This issue of Religion & Liberty is built around a theme: People of different religious traditions can provide a defense for the free market that is informed by their faith.
This fact demonstrates an important point about the market; it is not a theoretical construct that springs forth from a particular philosophic or religious framework, even if human liberty is better defended from within social structures inspired by certain theological premises than others. It is a way to describe how people interact economically. In other words, the market is “merely” the sum of economic behavior of men and women. It is a way of describing what Adam Smith identified as our natural propensity to “truck and barter.” The market therefore cannot be abolished – Soviet Russia tried, and failed miserably. Markets will always be with us. The real question at hand, then, is not whether to have a market, but what kind of market is most appropriate for the human person, to what extent it should be controlled, and by whom.

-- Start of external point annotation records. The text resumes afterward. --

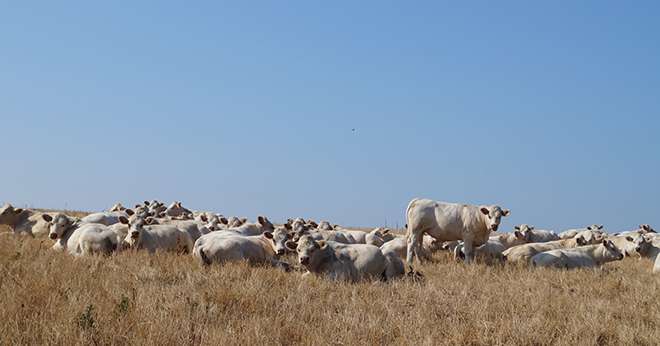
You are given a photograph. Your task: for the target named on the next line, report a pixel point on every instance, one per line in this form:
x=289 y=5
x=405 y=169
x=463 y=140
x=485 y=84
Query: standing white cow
x=450 y=221
x=648 y=246
x=23 y=221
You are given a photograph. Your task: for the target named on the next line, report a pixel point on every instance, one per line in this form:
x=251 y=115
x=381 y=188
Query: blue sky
x=550 y=109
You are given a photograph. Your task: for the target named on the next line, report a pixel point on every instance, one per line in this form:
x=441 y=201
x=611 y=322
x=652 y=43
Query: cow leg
x=468 y=250
x=414 y=245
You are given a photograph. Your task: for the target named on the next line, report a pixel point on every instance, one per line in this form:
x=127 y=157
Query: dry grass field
x=166 y=299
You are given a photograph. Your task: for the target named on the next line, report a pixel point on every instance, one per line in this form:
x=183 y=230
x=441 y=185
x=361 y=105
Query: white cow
x=580 y=257
x=156 y=237
x=78 y=238
x=450 y=221
x=106 y=218
x=223 y=246
x=648 y=246
x=378 y=236
x=525 y=252
x=399 y=245
x=177 y=210
x=495 y=246
x=345 y=262
x=23 y=221
x=536 y=235
x=262 y=225
x=194 y=228
x=624 y=243
x=643 y=229
x=117 y=207
x=571 y=233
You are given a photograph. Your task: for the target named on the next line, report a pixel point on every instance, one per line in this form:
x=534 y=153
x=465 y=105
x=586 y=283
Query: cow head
x=591 y=237
x=216 y=223
x=325 y=226
x=646 y=228
x=629 y=247
x=58 y=224
x=235 y=222
x=278 y=239
x=117 y=207
x=493 y=216
x=9 y=214
x=309 y=251
x=379 y=236
x=643 y=244
x=266 y=225
x=135 y=229
x=611 y=251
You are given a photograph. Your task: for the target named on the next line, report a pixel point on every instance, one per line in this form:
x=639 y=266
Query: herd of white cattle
x=330 y=250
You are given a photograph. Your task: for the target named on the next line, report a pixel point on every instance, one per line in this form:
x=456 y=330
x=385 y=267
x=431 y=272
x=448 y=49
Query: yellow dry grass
x=167 y=299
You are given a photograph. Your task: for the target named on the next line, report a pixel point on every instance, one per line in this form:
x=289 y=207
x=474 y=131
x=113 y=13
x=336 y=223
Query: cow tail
x=410 y=205
x=205 y=259
x=110 y=246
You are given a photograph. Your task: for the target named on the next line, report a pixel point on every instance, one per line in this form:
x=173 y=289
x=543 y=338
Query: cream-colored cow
x=450 y=221
x=580 y=257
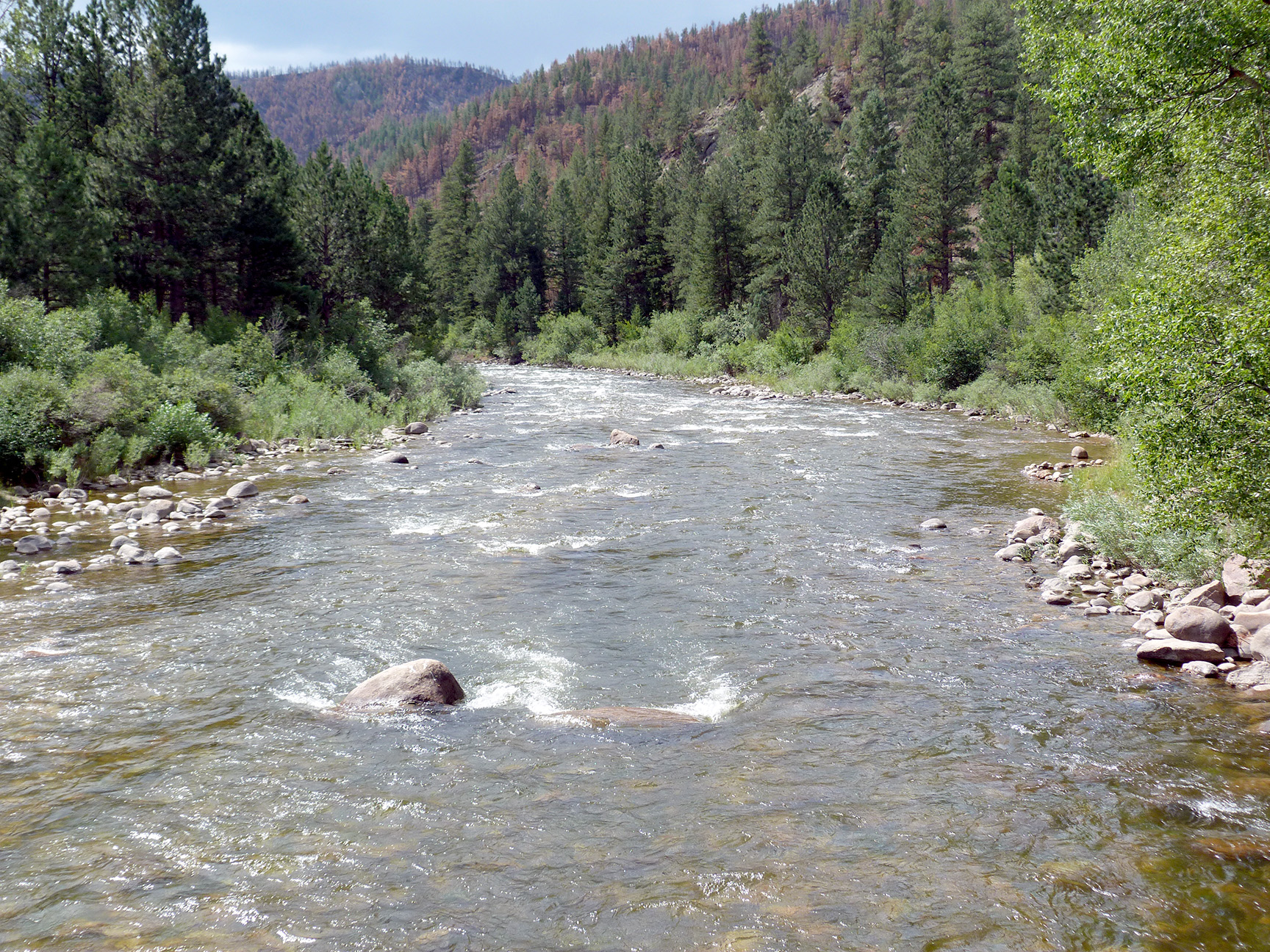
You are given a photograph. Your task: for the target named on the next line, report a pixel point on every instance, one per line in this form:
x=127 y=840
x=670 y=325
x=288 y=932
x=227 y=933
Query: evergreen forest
x=1050 y=209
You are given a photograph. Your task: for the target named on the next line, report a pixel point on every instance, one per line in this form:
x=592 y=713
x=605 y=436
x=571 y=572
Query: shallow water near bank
x=901 y=748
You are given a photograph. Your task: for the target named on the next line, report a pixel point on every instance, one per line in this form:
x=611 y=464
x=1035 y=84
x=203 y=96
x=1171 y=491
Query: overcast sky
x=509 y=35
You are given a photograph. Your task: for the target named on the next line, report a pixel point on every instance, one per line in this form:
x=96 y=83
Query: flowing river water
x=901 y=746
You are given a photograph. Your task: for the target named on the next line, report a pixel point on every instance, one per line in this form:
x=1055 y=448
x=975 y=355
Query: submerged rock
x=1250 y=676
x=1195 y=624
x=32 y=545
x=630 y=718
x=412 y=685
x=1200 y=669
x=1176 y=652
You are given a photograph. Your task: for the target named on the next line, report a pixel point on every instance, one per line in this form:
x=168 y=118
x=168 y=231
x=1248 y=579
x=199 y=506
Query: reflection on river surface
x=902 y=748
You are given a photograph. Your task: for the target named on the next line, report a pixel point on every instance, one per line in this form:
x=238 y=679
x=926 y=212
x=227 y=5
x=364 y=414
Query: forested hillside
x=373 y=99
x=169 y=275
x=847 y=195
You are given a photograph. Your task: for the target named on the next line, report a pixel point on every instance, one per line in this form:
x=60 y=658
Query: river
x=901 y=748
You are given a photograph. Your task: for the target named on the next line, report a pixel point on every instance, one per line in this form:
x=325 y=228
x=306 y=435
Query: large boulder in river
x=1032 y=526
x=411 y=685
x=163 y=508
x=1176 y=652
x=1250 y=676
x=1197 y=624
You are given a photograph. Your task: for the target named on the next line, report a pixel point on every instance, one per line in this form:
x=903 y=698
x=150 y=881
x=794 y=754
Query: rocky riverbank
x=1216 y=630
x=129 y=519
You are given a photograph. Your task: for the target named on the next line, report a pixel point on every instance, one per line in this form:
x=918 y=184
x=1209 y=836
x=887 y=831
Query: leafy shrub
x=672 y=333
x=104 y=453
x=197 y=456
x=456 y=385
x=33 y=406
x=365 y=331
x=59 y=342
x=212 y=395
x=971 y=326
x=173 y=427
x=340 y=369
x=117 y=390
x=560 y=336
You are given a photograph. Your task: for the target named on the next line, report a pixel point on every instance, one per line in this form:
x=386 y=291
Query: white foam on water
x=720 y=699
x=415 y=526
x=304 y=699
x=537 y=683
x=520 y=547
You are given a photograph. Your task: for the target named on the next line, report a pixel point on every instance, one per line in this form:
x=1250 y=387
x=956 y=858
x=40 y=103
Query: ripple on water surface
x=898 y=746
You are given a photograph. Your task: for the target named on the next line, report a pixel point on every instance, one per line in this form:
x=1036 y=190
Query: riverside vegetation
x=1055 y=214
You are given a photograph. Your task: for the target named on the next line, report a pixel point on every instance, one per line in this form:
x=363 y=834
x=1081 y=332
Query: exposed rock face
x=1240 y=575
x=1195 y=624
x=411 y=685
x=1176 y=652
x=630 y=718
x=243 y=490
x=1210 y=596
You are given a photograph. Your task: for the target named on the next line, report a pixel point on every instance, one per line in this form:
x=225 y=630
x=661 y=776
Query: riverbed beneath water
x=901 y=748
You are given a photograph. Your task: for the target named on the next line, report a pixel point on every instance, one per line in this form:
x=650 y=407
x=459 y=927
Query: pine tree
x=453 y=237
x=501 y=244
x=718 y=259
x=928 y=45
x=819 y=258
x=1072 y=209
x=635 y=267
x=164 y=160
x=758 y=50
x=319 y=216
x=793 y=158
x=880 y=68
x=59 y=253
x=565 y=254
x=872 y=170
x=891 y=284
x=1008 y=221
x=987 y=60
x=939 y=170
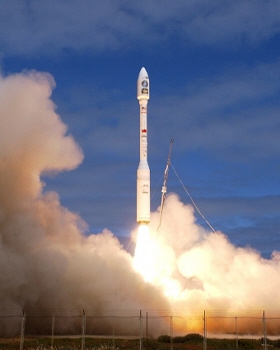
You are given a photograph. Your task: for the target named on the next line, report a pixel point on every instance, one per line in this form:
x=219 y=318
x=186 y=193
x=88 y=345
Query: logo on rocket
x=143 y=171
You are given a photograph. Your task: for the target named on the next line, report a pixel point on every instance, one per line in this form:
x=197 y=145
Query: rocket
x=143 y=171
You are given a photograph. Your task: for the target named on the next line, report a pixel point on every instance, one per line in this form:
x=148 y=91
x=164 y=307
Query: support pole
x=113 y=332
x=171 y=332
x=204 y=331
x=264 y=331
x=236 y=334
x=22 y=330
x=140 y=341
x=52 y=339
x=83 y=329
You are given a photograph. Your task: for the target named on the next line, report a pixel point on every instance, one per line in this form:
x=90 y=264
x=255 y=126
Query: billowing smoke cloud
x=46 y=261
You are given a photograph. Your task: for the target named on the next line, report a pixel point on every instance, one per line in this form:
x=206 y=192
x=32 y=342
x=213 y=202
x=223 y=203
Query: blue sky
x=214 y=70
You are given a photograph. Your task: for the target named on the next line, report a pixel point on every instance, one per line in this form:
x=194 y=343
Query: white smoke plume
x=46 y=261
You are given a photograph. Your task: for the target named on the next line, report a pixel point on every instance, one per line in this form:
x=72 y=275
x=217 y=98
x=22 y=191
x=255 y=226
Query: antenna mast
x=164 y=186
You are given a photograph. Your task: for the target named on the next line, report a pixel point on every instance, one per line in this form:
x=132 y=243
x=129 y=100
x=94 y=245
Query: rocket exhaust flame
x=47 y=262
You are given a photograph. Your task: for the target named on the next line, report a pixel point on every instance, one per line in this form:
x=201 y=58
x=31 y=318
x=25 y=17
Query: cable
x=193 y=202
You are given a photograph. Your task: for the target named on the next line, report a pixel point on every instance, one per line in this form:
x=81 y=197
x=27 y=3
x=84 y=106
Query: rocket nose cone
x=143 y=74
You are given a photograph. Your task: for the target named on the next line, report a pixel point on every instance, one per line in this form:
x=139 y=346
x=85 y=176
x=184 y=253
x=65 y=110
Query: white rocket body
x=143 y=171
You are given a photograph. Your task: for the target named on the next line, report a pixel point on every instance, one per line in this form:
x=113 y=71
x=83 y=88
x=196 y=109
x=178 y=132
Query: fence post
x=114 y=332
x=264 y=331
x=147 y=329
x=236 y=334
x=52 y=339
x=22 y=330
x=140 y=343
x=83 y=329
x=171 y=333
x=204 y=331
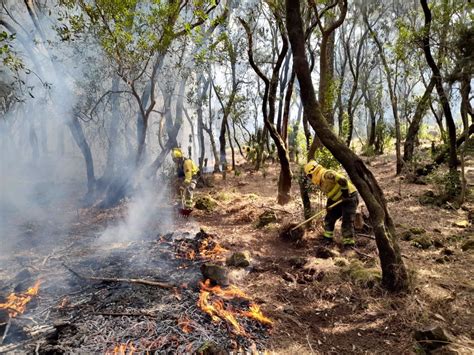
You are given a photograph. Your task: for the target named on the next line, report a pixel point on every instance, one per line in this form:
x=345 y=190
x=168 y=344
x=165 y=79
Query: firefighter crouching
x=186 y=172
x=336 y=187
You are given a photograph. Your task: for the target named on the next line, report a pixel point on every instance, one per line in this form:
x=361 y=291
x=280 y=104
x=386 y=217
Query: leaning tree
x=394 y=273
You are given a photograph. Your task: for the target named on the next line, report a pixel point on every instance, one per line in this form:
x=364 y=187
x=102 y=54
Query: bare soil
x=334 y=314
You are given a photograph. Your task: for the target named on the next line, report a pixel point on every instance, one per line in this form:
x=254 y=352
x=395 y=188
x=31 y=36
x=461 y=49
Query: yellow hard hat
x=176 y=153
x=311 y=167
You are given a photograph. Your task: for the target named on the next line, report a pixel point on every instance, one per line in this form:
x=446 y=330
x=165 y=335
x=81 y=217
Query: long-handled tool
x=183 y=210
x=319 y=214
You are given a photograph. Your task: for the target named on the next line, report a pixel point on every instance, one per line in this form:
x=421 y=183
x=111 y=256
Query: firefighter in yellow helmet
x=186 y=172
x=336 y=187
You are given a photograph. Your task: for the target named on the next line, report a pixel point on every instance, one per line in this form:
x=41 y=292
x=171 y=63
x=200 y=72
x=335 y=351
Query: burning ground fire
x=122 y=349
x=16 y=302
x=211 y=301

Economics alone cannot help us find answers to these questions. The Greek word from which “economics” is derived is economia, and literally means “household management.” Economics can tell us the best means to reach a previously chosen end, but by itself can provide no criteria by which to evaluate that end. Economics is a descriptive, not a prescriptive, discipline. The discussion of ends, and the ends for which we ought to strive, lies in the realm of religious and philosophic discourse. In other words, economics can tell how to get somewhere, but only religion and philosophy can tell us where it is that we ought to go.
Christianity, as do all religious traditions, gives a particular account of the nature and destiny of human beings. It was because of this quality that the Rev. Edmund Opitz could note that, “The acceptance of the main features of Christian philosophy implies a free society and a limited government, with economic affairs organized in terms of the market.” I take these “main features” to be the inherent dignity of the human person, created in the Image of God, and endowed with intellect and creativity. Markets should be free so that the human person is able to exercise these gifts to their highest potential.
The second way we can come to an understanding of the nature of the human person is through philosophy–observation and reflection on transcendent values. This observation shows that human beings strive for certain things. Our observation is complicated, though, by the fact that we have the ability to choose many things. Thus a criteria needs to be established by which these things can be judged; that is, we need to establish an understanding of what is good. The Good traditionally has been defined as that which allows human beings to flourish. The kind of societies in which we most flourish are those that are free.
Christian thinkers have traditionally called these insights the Natural Law or Common Grace, the universal set of truths written on our hearts from all eternity. And as the Natural Law is derived from human experience, these insights are available and understandable to those of other faiths, or of even of no faith at all. We all can look at the world, discern its truths, and make reasonable judgments about how it works and how it ought to work. So the defense of a free market is universal because it is based on universal human experience.
A market that is free is most appropriate to what we know about the nature of man. By embracing this truth, Christians, Jews, Muslims, and other people of faith can affirm together how we ought to live, work, and trade in peaceful coexistence.